Conclusion: it depends what kind of 50:50 probability is demanded by the rules of the problem, i.e. how objective the ’50:50 random’-ness is required to be.

One very last comment on this. I guess i am coming from a mathematical angle, and that is why the philosophical answer is unsatisfying for me. But as you said the HT/TH method works every time independent from any philosophical assumptions. And the “epistemic” solution presupposes that we have chosen a coin randomly from all the possible biased coins (where the distribution is uniform), in which case it also works…

Ok :). I read a bit about epistemic probabilities and randomness, and I see where you are coming from. So I guess we both were right in our ways, we just solved different problems. But I maintain that in the real world, you can only say that epistemic randomness is enough, if you really sure, that you have no way of knowing which way the coin is biased (i.e. nobody is trying to manipulate or prime you one way or another, and not even you subconscious knows where the bias lies).

But thank you Ben for pressing the issue, as I learned something today.

Glad we made some progress (thanks to Anon JULY 18, 2012 AT 9:53 AM).

As I said above, I’m happy to admit that Richard’s answer (as you defended Istvan) works. My only claim was that it was unnecessarily complicated as a solution to the question stated.

My alternative epistemic solution (as also defended by some others above) wouldn’t work if either a) John needed to make a series of decisions or b) he knew which way the coin was biased, but the question explicitly said that he wants to make a decision (singular) and has no idea of the bias. Given those assumptions, I actually think my solution slightly better – first because it works even with a 100% bias (as in the coin on arm case) and second because it only requires one toss rather than a very long series.

As to which mechanism is better ‘in the real world’, that’s a much larger question.

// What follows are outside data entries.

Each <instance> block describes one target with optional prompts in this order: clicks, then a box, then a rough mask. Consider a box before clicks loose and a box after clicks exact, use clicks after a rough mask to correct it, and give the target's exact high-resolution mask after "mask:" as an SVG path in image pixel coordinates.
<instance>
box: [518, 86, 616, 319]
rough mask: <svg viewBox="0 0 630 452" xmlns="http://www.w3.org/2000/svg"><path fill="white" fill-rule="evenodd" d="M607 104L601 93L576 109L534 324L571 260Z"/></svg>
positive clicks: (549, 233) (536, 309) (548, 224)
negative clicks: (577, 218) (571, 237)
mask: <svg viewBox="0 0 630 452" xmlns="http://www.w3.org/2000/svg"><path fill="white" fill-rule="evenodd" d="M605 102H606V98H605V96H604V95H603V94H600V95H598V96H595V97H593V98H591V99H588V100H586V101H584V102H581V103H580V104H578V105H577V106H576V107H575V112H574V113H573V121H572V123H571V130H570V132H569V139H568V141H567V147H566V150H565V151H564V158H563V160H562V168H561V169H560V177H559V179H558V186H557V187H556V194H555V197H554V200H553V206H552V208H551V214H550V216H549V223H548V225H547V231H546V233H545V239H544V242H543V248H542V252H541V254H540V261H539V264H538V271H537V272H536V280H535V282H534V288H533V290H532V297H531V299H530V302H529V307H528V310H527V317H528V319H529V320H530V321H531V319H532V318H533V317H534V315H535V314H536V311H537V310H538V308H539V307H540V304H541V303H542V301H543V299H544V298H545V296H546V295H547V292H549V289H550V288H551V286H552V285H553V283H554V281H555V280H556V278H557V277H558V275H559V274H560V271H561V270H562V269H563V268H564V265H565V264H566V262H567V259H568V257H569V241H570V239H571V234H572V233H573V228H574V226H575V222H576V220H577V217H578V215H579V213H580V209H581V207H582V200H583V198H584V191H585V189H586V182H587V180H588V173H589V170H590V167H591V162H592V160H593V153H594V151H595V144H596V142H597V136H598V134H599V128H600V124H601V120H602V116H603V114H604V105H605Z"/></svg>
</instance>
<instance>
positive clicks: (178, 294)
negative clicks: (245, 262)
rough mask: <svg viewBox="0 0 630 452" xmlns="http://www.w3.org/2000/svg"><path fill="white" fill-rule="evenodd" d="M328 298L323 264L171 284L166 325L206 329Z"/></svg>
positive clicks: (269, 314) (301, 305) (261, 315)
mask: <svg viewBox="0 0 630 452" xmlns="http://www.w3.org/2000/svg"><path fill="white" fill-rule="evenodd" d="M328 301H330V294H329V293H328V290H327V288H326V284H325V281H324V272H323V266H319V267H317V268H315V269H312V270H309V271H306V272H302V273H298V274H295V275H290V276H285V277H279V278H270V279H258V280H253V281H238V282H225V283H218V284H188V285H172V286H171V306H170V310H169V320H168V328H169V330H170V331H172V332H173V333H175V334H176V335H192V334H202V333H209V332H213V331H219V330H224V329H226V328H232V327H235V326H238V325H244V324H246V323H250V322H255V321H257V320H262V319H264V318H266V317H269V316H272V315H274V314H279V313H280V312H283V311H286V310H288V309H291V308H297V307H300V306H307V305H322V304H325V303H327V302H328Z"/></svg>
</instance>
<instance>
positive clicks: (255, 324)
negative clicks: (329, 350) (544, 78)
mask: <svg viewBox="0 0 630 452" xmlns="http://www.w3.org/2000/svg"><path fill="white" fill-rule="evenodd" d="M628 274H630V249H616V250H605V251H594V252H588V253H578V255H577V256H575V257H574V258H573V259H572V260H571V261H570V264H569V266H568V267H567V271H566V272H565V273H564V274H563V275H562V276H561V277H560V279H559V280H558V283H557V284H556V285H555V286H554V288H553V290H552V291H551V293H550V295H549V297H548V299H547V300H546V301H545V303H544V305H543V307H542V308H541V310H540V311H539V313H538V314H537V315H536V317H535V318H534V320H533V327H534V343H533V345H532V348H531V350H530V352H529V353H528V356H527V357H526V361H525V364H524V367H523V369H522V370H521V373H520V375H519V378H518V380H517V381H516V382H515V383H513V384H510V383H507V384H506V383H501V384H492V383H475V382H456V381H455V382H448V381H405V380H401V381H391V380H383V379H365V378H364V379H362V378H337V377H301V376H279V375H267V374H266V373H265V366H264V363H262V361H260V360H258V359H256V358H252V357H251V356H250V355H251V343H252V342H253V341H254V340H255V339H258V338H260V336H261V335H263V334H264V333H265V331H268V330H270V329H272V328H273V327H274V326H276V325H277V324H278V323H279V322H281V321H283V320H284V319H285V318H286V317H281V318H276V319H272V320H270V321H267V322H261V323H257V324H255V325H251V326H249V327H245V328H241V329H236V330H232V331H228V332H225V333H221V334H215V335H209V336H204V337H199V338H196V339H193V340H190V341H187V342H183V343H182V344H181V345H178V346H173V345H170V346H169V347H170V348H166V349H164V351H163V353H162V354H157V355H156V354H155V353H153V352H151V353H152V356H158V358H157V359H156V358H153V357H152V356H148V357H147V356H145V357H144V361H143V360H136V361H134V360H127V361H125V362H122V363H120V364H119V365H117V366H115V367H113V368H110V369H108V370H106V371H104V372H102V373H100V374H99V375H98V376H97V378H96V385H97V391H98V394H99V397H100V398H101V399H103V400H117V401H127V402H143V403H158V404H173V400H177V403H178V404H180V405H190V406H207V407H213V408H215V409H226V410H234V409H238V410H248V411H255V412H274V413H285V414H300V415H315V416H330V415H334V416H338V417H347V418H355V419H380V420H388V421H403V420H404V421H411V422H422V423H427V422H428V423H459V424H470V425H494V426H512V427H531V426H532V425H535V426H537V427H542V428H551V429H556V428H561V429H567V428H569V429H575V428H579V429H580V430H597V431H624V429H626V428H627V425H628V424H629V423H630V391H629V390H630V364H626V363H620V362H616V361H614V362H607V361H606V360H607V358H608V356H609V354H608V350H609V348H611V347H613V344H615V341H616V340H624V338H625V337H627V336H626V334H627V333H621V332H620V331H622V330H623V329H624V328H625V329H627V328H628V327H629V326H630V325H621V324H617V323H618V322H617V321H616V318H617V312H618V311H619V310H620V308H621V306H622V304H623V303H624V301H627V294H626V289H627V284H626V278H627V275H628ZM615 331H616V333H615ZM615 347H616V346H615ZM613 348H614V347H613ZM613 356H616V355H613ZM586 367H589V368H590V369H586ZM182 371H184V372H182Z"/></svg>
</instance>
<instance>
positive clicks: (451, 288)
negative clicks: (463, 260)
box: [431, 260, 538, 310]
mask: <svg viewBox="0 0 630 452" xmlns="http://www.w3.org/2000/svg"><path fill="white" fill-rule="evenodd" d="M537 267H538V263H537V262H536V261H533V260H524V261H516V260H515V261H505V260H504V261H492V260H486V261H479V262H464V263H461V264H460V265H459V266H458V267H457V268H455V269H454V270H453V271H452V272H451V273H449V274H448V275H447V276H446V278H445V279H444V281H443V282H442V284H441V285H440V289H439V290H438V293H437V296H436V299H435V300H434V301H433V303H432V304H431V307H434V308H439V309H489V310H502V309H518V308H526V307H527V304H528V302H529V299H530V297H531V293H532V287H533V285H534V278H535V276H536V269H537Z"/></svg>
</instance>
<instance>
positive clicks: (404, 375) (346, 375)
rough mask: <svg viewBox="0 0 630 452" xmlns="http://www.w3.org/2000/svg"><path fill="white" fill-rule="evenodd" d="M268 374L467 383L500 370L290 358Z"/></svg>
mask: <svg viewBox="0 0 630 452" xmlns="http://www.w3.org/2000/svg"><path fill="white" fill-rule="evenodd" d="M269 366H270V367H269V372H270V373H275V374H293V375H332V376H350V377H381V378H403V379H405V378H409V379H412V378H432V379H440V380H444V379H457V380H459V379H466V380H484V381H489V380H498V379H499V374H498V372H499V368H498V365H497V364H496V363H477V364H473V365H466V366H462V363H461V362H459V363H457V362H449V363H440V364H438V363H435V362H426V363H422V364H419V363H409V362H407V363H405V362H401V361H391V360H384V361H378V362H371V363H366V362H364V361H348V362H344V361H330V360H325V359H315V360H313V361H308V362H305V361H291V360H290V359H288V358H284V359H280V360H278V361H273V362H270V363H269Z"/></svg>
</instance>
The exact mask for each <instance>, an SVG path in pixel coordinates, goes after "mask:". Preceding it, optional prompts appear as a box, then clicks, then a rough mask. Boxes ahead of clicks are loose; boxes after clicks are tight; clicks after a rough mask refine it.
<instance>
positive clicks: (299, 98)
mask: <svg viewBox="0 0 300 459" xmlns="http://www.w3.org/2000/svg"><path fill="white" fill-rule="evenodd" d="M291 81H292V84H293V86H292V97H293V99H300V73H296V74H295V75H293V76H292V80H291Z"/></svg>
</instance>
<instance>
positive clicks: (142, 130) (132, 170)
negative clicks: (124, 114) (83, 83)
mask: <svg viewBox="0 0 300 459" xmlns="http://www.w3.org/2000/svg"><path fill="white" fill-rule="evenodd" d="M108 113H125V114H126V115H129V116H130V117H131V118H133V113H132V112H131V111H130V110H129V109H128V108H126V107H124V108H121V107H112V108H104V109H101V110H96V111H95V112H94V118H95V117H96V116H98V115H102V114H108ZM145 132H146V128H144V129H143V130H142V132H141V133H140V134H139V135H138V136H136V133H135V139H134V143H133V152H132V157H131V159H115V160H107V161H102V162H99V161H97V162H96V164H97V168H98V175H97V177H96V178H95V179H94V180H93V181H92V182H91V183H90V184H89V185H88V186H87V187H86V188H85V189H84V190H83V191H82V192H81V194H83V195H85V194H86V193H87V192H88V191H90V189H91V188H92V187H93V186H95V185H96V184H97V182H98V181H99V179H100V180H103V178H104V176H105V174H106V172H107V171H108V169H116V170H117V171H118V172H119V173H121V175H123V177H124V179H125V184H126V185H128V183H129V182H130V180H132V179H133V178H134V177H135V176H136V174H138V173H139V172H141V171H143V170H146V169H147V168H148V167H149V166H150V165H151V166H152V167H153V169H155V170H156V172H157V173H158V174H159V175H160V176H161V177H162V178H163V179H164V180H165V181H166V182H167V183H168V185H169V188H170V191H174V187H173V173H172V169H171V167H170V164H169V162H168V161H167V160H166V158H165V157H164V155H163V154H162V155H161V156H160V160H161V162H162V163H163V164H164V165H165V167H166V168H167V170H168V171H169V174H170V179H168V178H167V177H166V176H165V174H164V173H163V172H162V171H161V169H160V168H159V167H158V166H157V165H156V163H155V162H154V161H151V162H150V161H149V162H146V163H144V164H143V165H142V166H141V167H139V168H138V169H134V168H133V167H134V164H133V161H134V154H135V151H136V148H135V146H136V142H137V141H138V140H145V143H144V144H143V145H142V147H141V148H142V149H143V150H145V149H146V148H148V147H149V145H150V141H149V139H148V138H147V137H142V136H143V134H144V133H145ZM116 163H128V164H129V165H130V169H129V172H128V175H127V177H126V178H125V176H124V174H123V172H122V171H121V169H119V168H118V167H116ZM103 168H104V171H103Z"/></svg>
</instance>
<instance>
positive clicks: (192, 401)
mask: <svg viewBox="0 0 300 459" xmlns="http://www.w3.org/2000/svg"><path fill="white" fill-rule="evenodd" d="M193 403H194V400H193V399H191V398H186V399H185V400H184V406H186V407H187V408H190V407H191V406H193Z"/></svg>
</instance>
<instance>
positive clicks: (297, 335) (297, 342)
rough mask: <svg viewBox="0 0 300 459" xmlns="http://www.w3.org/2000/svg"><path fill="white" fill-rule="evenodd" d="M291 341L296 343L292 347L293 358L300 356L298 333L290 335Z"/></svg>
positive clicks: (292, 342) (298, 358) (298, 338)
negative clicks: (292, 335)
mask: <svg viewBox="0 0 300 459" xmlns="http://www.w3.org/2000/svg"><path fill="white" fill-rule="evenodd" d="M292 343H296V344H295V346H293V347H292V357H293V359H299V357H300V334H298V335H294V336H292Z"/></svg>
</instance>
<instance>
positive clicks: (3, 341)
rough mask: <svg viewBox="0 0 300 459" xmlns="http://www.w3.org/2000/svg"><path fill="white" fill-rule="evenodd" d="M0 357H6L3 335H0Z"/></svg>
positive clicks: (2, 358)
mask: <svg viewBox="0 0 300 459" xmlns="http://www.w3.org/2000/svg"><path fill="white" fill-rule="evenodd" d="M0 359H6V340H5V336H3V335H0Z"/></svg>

I accept that epistemic randomness may be worrying – if someone else has the coin and subtly tries to prime you to call one way. (But note that – absent priming – this is ok, and probably explains why it’s usual for one to toss and the other call.) On the other hand, while objective chance would be nice, I don’t see how we can know that we have it, as opposed to mere ignorance. Any coin you use might be biased without your knowledge.

But I don’t think we need to settle these issues to answer Richard’s question: either of our answers works for that.